Nesta altura sobrevém um primeiro momento de crise: seguro de que a partir de agora o mundo lhe revelará uma riqueza infinita de coisas para olhar, o senhor Palomar experimenta fixar tudo aquilo que lhe vém à mão: não obtém nisso qualquer prazer e deixa de o fazer. Segue-se uma segunda fase na qual está convencido de que as coisas a observar são apenas algumas e não outras e que deve ir à procura delas; para isso, tem de enfrentar problemas de escolha, exclusões, hierarquias de preferências; cedo se apercebe de que está a estragar tudo, como sempre acontece quando se põe de permeio o seu próprio eu e todos os problemas que tem com o seu próprio eu.
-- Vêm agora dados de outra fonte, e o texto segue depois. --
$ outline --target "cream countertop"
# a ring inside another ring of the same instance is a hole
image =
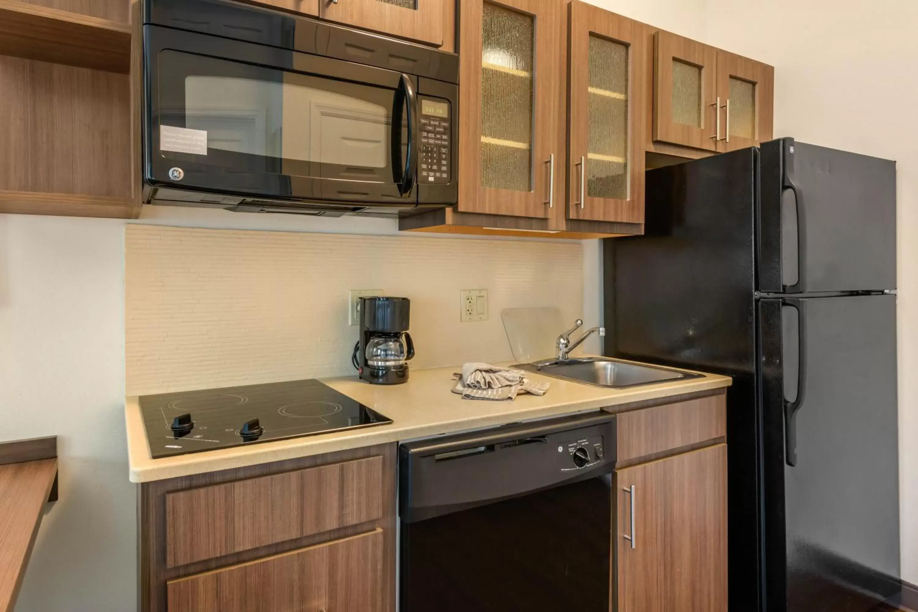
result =
[[[630,389],[604,389],[530,373],[533,380],[551,383],[552,386],[547,394],[541,397],[522,394],[512,402],[494,402],[463,399],[461,395],[453,393],[453,373],[461,369],[460,366],[453,366],[412,370],[408,383],[392,386],[369,384],[356,376],[322,380],[345,395],[386,415],[393,420],[390,425],[162,459],[151,458],[138,397],[128,397],[125,419],[130,480],[133,483],[146,483],[373,444],[496,427],[515,421],[613,408],[643,400],[726,387],[732,383],[728,376],[705,374],[701,378],[646,384]]]

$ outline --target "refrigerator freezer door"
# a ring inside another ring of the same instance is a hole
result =
[[[795,142],[762,144],[759,289],[896,287],[896,164]]]
[[[644,235],[603,243],[607,354],[755,372],[757,154],[647,172]]]
[[[897,592],[895,299],[759,302],[769,611],[861,612]]]

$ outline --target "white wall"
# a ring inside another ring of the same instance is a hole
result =
[[[918,584],[918,3],[707,0],[705,42],[775,66],[775,136],[897,161],[902,577]]]

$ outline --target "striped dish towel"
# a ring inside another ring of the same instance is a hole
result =
[[[516,399],[517,394],[531,393],[544,395],[548,383],[535,383],[526,378],[522,370],[498,368],[488,363],[466,363],[462,373],[454,374],[456,385],[453,393],[464,399]]]

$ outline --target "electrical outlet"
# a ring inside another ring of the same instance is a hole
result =
[[[466,289],[459,292],[463,323],[487,320],[487,289]]]
[[[382,289],[352,289],[348,292],[348,325],[360,324],[360,298],[382,295]]]

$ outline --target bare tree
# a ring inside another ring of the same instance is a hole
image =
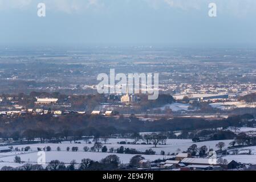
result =
[[[222,142],[219,142],[217,144],[216,144],[216,147],[217,147],[218,148],[219,148],[220,150],[220,151],[222,151],[223,147],[225,147],[225,143]]]

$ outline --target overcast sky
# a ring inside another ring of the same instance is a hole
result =
[[[0,0],[1,45],[251,44],[255,23],[255,0]]]

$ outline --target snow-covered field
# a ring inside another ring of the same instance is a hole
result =
[[[59,160],[65,163],[69,163],[72,160],[75,160],[77,163],[80,163],[83,159],[90,159],[95,161],[99,161],[105,158],[108,155],[113,154],[103,153],[103,152],[72,152],[72,151],[50,151],[46,152],[46,162],[50,162],[53,160]],[[121,163],[129,163],[130,159],[135,155],[132,154],[115,154],[120,158]],[[18,155],[21,157],[21,160],[26,163],[37,163],[38,158],[37,152],[34,152],[30,154]],[[146,159],[155,160],[162,159],[163,156],[159,155],[144,155]],[[174,157],[173,156],[168,156],[168,158]],[[0,161],[5,162],[13,162],[14,156],[6,156],[0,158]],[[12,164],[12,163],[11,163]],[[0,165],[2,166],[1,162]]]
[[[241,102],[226,102],[210,104],[210,105],[214,108],[221,110],[229,110],[235,108],[256,107],[255,105],[248,104]]]
[[[188,104],[182,103],[173,103],[171,104],[167,104],[161,107],[161,110],[164,110],[166,107],[169,107],[174,112],[179,111],[188,111],[190,105]]]
[[[166,140],[166,145],[159,145],[157,147],[154,148],[153,145],[144,145],[144,144],[118,144],[117,142],[121,141],[133,142],[131,139],[110,139],[105,145],[109,149],[111,147],[117,148],[123,146],[125,148],[134,148],[141,151],[145,151],[147,149],[152,148],[156,152],[156,155],[144,155],[147,159],[151,160],[155,160],[159,159],[162,159],[163,156],[160,155],[161,151],[164,151],[165,154],[172,154],[177,152],[177,150],[180,148],[182,151],[186,151],[188,148],[192,145],[196,144],[198,147],[202,146],[206,146],[208,148],[212,148],[217,150],[216,144],[220,141],[207,141],[199,143],[193,143],[189,139],[168,139]],[[231,140],[221,140],[226,144],[226,146],[228,146],[228,144]],[[63,142],[62,143],[43,143],[43,144],[33,144],[27,145],[18,145],[14,146],[14,147],[18,147],[21,148],[29,146],[31,147],[31,151],[27,152],[11,152],[7,153],[2,153],[0,155],[0,167],[2,166],[7,166],[12,167],[17,167],[19,164],[13,163],[14,157],[16,155],[19,156],[22,161],[25,163],[36,163],[38,158],[37,155],[37,147],[43,148],[46,146],[50,146],[52,151],[50,152],[46,152],[46,162],[50,162],[52,160],[59,160],[64,163],[70,163],[72,160],[75,160],[78,163],[80,162],[81,160],[84,158],[89,158],[94,160],[99,161],[104,158],[107,156],[113,154],[111,153],[103,153],[103,152],[91,152],[83,151],[83,147],[87,146],[91,147],[93,144],[86,144],[84,141],[79,141],[81,143],[70,143],[69,142]],[[139,141],[139,142],[143,142]],[[56,148],[60,147],[61,151],[57,151]],[[66,148],[70,147],[71,148],[72,147],[78,147],[79,150],[78,152],[67,151]],[[134,155],[132,154],[114,154],[117,155],[123,163],[128,163],[131,158]],[[166,156],[166,158],[172,158],[173,156]],[[21,165],[22,166],[22,165]]]

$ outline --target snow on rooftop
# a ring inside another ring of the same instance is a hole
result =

Mas como se faz para observar alguma coisa deixando de lado o eu? De quem são os olhos que olham? Normalmente, pensa-se que o eu é uma pessoa debruçada para fora dos seus próprios olhos como se estivesse no parapeito de uma janela e que observa o mundo que se estende em toda a vastidão, ali, diante de si. Portanto: há uma janela que dá para o mundo. Do lado de lá está o mundo; e do lado de cá? Sempre o mundo: que outra coisa queriam que estivesse?